A pasta também chamou a pesquisadora Renata Gomes Alcoforado, professora do Departamento de Ciências Contábeis e Atuariais da UFPE (Universidade Federal de Pernambuco), na expectativa de obter contribuições para esse trabalho.

Até o dia 28 de agosto, a fila de requerimentos em análise administrativa caiu a 1,05 milhão. Como o Beps (Boletim Estatístico da Previdência Social) é divulgado com maior defasagem, ainda não é possível saber se a discrepância entre os números continua.

Sobre as perícias, Stefanutto reconheceu que o governo mudou a metodologia de contagem de perícias pendentes.

Em vez de contabilizar tarefas (que podem ser análise administrativa, avaliação social, perícia médica, entre outras), o órgão passou a considerar o número de pessoas à espera de atendimento, independentemente do número de fases a serem cumpridas para concluir o processo.

Como alguns benefícios passam por mais de um tipo de análise, o novo critério gerou uma aparente redução na fila das perícias.

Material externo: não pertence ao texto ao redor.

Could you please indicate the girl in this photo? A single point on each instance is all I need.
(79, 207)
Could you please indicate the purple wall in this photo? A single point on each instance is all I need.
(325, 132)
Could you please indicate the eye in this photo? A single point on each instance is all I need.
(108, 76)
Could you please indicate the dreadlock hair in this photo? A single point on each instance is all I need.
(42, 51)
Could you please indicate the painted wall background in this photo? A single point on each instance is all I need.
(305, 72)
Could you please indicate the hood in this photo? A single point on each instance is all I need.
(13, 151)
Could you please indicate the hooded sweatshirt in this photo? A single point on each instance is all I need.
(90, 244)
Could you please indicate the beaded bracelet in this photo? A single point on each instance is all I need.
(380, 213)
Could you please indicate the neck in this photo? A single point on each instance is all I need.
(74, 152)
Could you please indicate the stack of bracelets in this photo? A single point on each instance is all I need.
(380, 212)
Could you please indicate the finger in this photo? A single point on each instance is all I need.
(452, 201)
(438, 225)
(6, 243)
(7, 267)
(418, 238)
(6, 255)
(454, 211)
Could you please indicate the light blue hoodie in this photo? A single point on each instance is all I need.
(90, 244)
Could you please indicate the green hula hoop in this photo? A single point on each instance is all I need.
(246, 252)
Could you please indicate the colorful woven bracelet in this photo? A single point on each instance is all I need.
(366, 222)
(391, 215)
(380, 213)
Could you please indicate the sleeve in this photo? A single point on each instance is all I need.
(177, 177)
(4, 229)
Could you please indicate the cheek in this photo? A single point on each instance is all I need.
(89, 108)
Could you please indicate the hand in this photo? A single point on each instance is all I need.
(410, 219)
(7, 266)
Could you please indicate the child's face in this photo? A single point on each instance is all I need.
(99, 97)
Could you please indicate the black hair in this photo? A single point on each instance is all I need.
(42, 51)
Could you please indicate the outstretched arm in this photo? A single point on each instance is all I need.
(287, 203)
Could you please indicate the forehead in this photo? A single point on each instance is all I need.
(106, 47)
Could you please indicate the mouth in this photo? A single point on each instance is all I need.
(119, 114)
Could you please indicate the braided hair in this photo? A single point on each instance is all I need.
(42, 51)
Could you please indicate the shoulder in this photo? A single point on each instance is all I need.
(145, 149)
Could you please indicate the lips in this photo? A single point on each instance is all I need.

É o caso, por exemplo, do BPC (Benefício de Prestação Continuada) para pessoa com deficiência, que passa por análise administrativa, avaliação social e perícia médica. O governo informou haver, em agosto, 437,4 mil pessoas na fila desse benefício, mas não detalhou o número de tarefas relacionadas.

Em paralelo, a estatística total de perícias médicas aguardando atendimento é de 637,4 mil, número idêntico à fila de perícias para obtenção de auxílio por incapacidade temporária -o único com dados segmentados por tipo de análise pendente.

Em junho, houve a mesma coincidência: a fila de 596,7 mil perícias médicas era o mesmo número de perícias pendentes para o auxílio por incapacidade temporária.

Na prática, o dado das perícias divulgado na “Transparência Previdenciária” contempla apenas um tipo de benefício, embora outros também dependam dessa etapa, como o BPC e a aposentadoria por invalidez.

“Eu não quero mostrar quantas perícias eu tenho para fazer, eu quero mostrar quantos brasileiros tem na minha fila aguardando uma resposta do INSS”, disse Stefanutto na entrevista coletiva.

O cumprimento de tarefas é o critério usado no pagamento de bônus a servidores do INSS e do MPS. A cada análise extra concluída, eles recebem R$ 68,00, no caso de avaliação administrativa, ou R$ 75,00, no caso de perícia médica.

Apesar disso, o governo defendeu a mudança no recorte dos números. “Nós separamos tarefa de pessoas porque o mais importante é saber quantas pessoas estão na fila e há quanto tempo elas estão falando”, afirmou Stefanutto.

“Quantos brasileiros estão esperando? Nem sempre vai ter coincidência no número de tarefas e no número de brasileiros. É como se, numa fila de banco, um estivesse com três boletos, outro com quatro”, acrescentou.

A presidente do IBDP (Instituto Brasileiro de Direito Previdenciário), Adriane Bramante, disse que a criação do grupo de trabalho para avaliar a diferença de números de requerimentos administrativos é importante para melhorar a transparência. Ela se reuniu com técnicos do INSS para discutir a questão nesta segunda-feira (4).

“A base de benefícios é diferente. Eles vão ajustar para alinhar e fornecer dados com mais precisão”, disse. “Há de fato ainda muita coisa a ser feita.”

Para Bramante, o raciocínio do governo de contabilizar pessoas em vez de tarefas é correto, mas ela ponderou que isso não pode ocorrer em detrimento da contabilidade de todas as perícias médicas pendentes de atendimento. “Eles precisam compilar os dados e fornecer uma lista que seja completa e contenha todos os dados”, avaliou.